When she was finally escorted to the gate, three more security officers were waiting to inform her she had been banned from the flight and all other flights through their airlines. Banned. Because of reasons allegedly related to ‘national security’.
After being treated like a prisoner for hours, they wouldn’t let her go home and she had enough. In her words: “They exhausted me, and I broke down and couldn’t breathe through the tears. I was treated with extreme prejudice. They made me feel like this monster, this terrorist that’s going to explode at any second.”
Recounting this incident to me weeks later, Aminah remains in a state of disbelief that this entire situation occurred. She is no longer angry; she talked through her experience with family and friends, many of whom who had encountered similar situations with El Al.
She does carry with her the weight of the incident, the humiliation, and anger that go with being unjustly detained and treated like a prisoner, but it is just another incident in a long history of discrimination that comes with living in Palestine.
It hasn’t tarnished her sense of security and privacy, but she would never consider flying with an Israeli airline again.
Aminah has moved on, but she wants to ensure her story is known, in order to prevent future incidents like this.
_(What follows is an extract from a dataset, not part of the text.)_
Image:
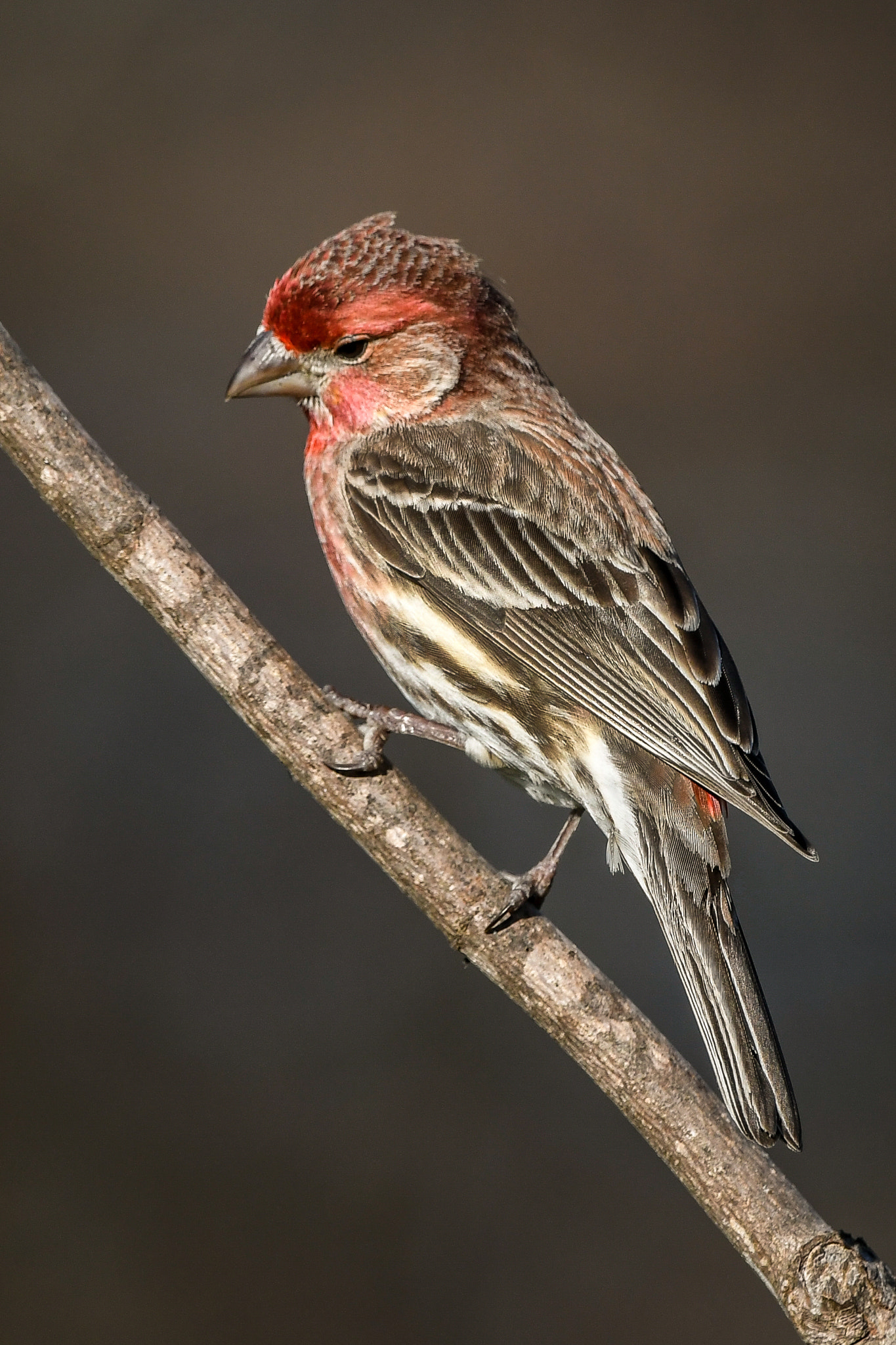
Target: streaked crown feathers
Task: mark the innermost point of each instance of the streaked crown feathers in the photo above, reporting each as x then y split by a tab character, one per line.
373	278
They mentally broke her down that day, and she adamantly believes that no one else should have to go through this humiliation and torture in order to board a flight home.
We hear about incidents like this regularly and lament this country, racism and the injustices. We call for reform in racial profiling, but we don’t often stop and ask the victims how they cope with the humiliation and psychological damage these incidents inflict.
When Aminah first told me her story she was understandably livid, and I was right there with her. But what truly got to me was her reaction to what had occurred. The humiliation that she was put through that day, the dehumanization, and blatant discrimination built upon years of hatred directed towards her and something snapped.
I know people have gone through similar situations, and they will continue to do so for the foreseeable future. Changing policy will help change prevent future incidents, but in the meantime reaffirming humanity and the rights of these victims is just as important. Internalizing the fear and pain of being treated like a criminal has lasting repercussions.
Listening to their stories and empathizing is the first step to letting the victims know they are not alone in their outrage, and we will not let it consume them.